There exists a huge variability of proteoglycans in human tissues and cells. This variability is due to several factors including the large number of different proteoglycan core proteins and the ability to add one or two different types of polymeric GAG chains to the protein core. Some proteoglycans contain only one GAG chain (e.g., decorin), whereas others can have several hundred GAG chains (e.g., aggrecan). Proteoglycan variability also results from the stoichiometry of GAG chain substitution. As an example, the proteoglycan, syndecan-1, has five attachment sites for GAGs, but not all of the sites are used equally. Another level of variability results from the fact that different cell types produce proteoglycans, from the same protein core, that exhibit differences in the number of GAG chains, the GAG chain polymeric length, and the arrangement of sulfated residues within the GAG chain.

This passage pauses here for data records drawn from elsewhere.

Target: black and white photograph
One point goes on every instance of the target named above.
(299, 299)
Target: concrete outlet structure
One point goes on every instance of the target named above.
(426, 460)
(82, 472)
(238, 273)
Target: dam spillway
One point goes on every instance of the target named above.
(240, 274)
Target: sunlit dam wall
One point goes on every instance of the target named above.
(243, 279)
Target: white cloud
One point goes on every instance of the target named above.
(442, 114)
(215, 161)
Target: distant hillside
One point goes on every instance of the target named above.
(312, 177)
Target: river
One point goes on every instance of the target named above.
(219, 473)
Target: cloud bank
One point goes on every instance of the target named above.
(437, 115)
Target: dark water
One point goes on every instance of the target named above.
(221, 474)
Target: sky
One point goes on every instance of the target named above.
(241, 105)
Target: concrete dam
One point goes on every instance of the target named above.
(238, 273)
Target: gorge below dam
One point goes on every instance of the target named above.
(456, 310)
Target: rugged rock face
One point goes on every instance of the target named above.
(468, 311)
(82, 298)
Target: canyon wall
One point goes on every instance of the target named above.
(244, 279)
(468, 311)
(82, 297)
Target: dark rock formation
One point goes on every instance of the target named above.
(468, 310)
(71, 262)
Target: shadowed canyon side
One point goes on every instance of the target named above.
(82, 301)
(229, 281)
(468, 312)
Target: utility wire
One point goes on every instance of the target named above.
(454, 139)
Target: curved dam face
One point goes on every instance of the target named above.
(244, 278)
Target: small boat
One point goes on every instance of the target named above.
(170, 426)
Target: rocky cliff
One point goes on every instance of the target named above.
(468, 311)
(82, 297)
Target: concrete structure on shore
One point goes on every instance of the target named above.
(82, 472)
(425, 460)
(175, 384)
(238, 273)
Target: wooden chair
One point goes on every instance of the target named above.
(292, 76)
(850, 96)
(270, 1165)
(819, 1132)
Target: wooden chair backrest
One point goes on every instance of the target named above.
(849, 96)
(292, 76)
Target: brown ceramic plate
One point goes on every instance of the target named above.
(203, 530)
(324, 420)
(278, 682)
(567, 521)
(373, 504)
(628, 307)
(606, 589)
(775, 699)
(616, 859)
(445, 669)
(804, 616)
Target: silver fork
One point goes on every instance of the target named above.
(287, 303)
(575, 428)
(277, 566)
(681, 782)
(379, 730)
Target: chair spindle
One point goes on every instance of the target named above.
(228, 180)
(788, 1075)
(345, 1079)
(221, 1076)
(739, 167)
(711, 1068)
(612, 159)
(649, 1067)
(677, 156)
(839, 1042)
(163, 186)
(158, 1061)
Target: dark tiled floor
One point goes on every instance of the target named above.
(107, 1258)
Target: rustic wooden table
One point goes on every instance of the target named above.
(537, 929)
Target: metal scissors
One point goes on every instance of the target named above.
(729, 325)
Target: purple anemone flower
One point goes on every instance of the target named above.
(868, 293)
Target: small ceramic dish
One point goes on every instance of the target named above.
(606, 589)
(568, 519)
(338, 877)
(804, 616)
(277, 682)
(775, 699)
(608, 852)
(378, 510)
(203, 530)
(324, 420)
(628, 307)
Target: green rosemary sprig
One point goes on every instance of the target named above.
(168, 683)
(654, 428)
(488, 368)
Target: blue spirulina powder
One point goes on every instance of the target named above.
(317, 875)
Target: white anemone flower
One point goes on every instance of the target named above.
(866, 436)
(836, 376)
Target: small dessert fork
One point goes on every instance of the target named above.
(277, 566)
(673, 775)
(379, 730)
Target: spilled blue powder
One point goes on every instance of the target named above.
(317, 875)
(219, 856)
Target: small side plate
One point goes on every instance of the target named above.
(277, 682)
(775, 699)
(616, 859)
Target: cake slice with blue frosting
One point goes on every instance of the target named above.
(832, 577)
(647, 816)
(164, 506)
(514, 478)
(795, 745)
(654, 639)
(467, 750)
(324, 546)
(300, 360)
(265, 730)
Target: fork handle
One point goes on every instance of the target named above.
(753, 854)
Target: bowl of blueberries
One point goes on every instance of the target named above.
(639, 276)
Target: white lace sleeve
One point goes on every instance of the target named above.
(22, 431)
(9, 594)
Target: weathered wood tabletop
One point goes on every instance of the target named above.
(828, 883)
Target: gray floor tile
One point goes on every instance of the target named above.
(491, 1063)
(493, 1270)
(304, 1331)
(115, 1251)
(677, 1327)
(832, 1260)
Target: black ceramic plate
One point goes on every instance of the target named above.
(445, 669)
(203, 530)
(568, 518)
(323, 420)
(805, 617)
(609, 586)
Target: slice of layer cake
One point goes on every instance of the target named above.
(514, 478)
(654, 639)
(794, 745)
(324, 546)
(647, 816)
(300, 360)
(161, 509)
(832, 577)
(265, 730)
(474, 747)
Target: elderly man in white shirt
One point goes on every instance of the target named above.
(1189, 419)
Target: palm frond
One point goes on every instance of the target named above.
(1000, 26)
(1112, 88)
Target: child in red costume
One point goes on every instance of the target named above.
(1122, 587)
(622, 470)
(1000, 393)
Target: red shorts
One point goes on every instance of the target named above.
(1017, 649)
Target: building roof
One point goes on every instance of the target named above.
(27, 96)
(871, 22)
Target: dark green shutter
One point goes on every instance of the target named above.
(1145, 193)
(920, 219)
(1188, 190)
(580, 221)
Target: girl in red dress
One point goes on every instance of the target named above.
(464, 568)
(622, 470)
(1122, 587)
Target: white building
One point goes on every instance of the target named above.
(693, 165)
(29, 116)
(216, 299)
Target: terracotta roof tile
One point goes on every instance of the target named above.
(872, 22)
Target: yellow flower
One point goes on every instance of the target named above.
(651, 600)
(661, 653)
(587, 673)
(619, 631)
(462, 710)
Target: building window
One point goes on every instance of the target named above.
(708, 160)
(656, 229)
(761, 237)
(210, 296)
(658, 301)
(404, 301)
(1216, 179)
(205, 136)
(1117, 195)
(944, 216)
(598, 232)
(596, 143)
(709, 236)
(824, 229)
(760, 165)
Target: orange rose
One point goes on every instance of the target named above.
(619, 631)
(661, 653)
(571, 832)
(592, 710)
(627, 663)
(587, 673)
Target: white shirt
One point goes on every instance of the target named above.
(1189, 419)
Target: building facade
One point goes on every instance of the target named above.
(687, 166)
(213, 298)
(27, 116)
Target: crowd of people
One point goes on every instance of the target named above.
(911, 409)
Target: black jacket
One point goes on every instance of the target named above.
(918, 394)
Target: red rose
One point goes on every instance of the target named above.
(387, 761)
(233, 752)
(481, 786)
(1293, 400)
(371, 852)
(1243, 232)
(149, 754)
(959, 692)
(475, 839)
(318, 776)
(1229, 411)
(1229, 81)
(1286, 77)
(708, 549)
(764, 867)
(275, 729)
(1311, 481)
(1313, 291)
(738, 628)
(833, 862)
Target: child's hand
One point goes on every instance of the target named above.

The various proteoglycans have been divided into several major classes which are defined by their function, tissue distribution, and protein homologies. The major classes include the interstitial proteoglycans, the basement membrane proteoglycans, the secretory granule proteoglycans, and the membrane-bound proteoglycans.

Interstitial Proteoglycans

Interstitial proteoglycans are present in the ECM, and their distribution depends on the nature of the ECM. The interstitial proteoglycans represent a highly diverse class of molecules that differ in size and GAG composition. The majority of interstitial proteoglycans are small leucine-rich proteoglycans (SLRPs). The protein cores of SLRPs contain leucine-rich repeats flanked by cysteines in their central domain. To date there are nine members of the SLRP family of proteoglycans. The SLRPs have been shown to contain chondroitin sulfates, dermatan sulfates, and keratan sulfates. Interstitial proteoglycans are critical components in the ECM involved in the stabilization and organization of collagen fibers. The SLRPs are abundant within tendons. Within the cornea, keratan sulfate-containing SLRPs maintain the register of collagen fibers that is required for the transparency of the cornea.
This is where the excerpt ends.